Buffels Johan, Degryse Jan, Decramer Marc, Heyrman Jan
Department of General Practice, Academisch Centrum voor Huisartsgeneeskunde, Katholieke Universiteit Leuven, Kapucijnenvoer 33 Blok J, B-3000 Leuven, Belgium.
Respir Med. 2006 Nov;100(11):2012-7. doi: 10.1016/j.rmed.2006.02.014. Epub 2006 Mar 31.
To assess the success rate of smoking cessation with the "minimal intervention strategy" in general practice, and to determine the influence of spirometry on this success rate.
Training in smoking cessation advice was given to 16 general practitioners (GPs). During 12 weeks, these GPs screened their practice population for smoking habits, the degree of dependence on nicotine, and the motivation to quit smoking. Patients willing to stop were randomised to a group that underwent a single office spirometry, or to a control group. The GPs were asked to support the attempts with the minimal intervention strategy. Success rates were compared after 6, 12 and 24 months.
On a population of 5590 patients, 1206 smokers were identified (22%). To the vulnerable group, identified following the Prochaska and Di Clemente scheme, the proposal was made to change smoking behaviour. Two hundred and twenty-one patients undertook an attempt of smoking cessation. Nicotine replacement therapy (NRT) or bupropion was prescribed in 51% of the attempts. Sixty-four sustained quitters were counted after 6 months (29%), 43 after 1 year (19%) and 33 after 2 years (15%). We found a small but statistically non-significant difference in success rate in favour of the group that underwent office spirometry.
GPs can motivate almost 20% of their smoking population to quit smoking. The success rate with the minimal intervention strategy was 19% after 1 year and 15% after 2 years. We found no arguments in favour of confronting smokers with their lung function as a tool for enhancing smoking cessation.
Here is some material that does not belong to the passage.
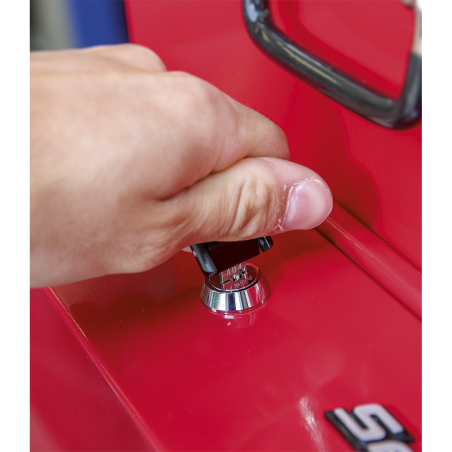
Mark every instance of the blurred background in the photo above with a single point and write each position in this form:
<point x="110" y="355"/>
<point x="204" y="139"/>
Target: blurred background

评估全科医疗中采用“最小干预策略”戒烟的成功率,并确定肺功能测定对该成功率的影响。
对16名全科医生(GP)进行戒烟建议培训。在12周内,这些全科医生对其执业人群的吸烟习惯、尼古丁依赖程度和戒烟动机进行筛查。愿意戒烟的患者被随机分为接受单次门诊肺功能测定的组或对照组。要求全科医生采用最小干预策略支持戒烟尝试。在6个月、12个月和24个月后比较成功率。
在5590名患者中,识别出1206名吸烟者(22%)。对于按照普罗查斯卡和迪克莱门特方案确定的易成瘾组,建议改变吸烟行为。221名患者尝试戒烟。51%的尝试中开具了尼古丁替代疗法(NRT)或安非他酮。6个月后有64名持续戒烟者(29%),1年后有43名(19%),2年后有33名(15%)。我们发现接受门诊肺功能测定的组在成功率上有微小但无统计学意义的差异。
全科医生可促使近20%的吸烟人群戒烟。最小干预策略的成功率在1年后为19%,2年后为15%。我们没有找到支持将吸烟者的肺功能作为增强戒烟工具的依据。